I remain baffled by the design of all federal transfer programs in the US. In Canada, another federation where health, education and social welfare are constitutionally mostly provincial responsibilities, the model is different. For all the Canadian federal government’s prolifigate spending and incompetence in its own areas, all parties have always understood that the only viable way to spend federal money on social programs you don’t run directly is to just set an amount of dollars for the year and distribute this fixed budget in lump sums to each provincial government. The amount each province gets is based on a formula that takes into account census demographics (eg, how many non-working age people) and tax base (basically overall wealth) of each province. That’s it. You define no rules, there is no enrollment, no money goes directly from federal coffers to any individual person or entity. There is nothing a province can do to get more money than their budgeted allotment.
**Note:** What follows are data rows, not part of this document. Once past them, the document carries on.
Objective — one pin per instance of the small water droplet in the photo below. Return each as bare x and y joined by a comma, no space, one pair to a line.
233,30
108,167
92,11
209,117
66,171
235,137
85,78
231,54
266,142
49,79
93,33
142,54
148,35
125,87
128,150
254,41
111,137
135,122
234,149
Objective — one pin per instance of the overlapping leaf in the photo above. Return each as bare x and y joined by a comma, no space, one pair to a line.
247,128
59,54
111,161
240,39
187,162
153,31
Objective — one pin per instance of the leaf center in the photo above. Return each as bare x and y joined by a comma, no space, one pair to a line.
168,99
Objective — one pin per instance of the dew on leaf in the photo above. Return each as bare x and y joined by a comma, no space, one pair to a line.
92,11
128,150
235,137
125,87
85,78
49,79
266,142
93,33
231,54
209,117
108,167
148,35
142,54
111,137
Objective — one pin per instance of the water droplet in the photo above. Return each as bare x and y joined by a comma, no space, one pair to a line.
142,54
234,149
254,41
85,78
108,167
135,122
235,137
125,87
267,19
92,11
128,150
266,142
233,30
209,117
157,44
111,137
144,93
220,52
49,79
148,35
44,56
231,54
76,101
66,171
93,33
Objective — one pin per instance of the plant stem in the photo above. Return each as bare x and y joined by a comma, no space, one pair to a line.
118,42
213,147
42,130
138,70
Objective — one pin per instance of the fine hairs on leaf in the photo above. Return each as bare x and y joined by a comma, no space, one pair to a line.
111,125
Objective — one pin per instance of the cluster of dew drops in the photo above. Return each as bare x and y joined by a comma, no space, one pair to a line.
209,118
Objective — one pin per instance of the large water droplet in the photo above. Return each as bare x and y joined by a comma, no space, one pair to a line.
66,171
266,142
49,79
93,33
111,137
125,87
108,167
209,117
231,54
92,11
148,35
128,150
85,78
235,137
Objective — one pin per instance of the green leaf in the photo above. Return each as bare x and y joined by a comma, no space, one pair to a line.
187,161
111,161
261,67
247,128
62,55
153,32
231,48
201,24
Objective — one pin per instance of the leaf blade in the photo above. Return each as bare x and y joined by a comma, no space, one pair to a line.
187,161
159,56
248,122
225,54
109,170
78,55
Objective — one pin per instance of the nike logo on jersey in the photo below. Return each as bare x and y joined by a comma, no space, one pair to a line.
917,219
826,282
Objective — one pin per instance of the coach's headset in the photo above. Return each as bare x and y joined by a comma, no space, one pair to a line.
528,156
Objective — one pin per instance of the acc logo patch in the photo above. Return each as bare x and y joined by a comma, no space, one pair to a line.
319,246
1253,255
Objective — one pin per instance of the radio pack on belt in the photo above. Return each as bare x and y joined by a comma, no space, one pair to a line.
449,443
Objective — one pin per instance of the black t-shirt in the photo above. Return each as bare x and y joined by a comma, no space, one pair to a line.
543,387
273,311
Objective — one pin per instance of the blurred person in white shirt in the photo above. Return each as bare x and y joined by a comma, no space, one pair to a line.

The provinces can largely spend their allotment as they please. They design whatever programs they like and if they want to waste it all on useless ventures or allow it all to be stolen that is their problem. Because the voters see the provincial governments as completely responsible for how the money is spent. And money that is wasted is money that the provincial government failed to spend on things the same voters want, since the province has complete flexibility in spending. So their incentive to spend the money well is as strong as with any revenue they directly raise.
From the federal perspective, this serves two purposes. First, the amount of money transferred is fixed and agreed to. It cannot just grow unexpectedly. There is nothing to game. Second, the provinces get nearly all the blame from voters for mismanagement of funds and the quality of health and social programs in general. I would be very curious to hear the history of how the US ended up with the current transfer structure.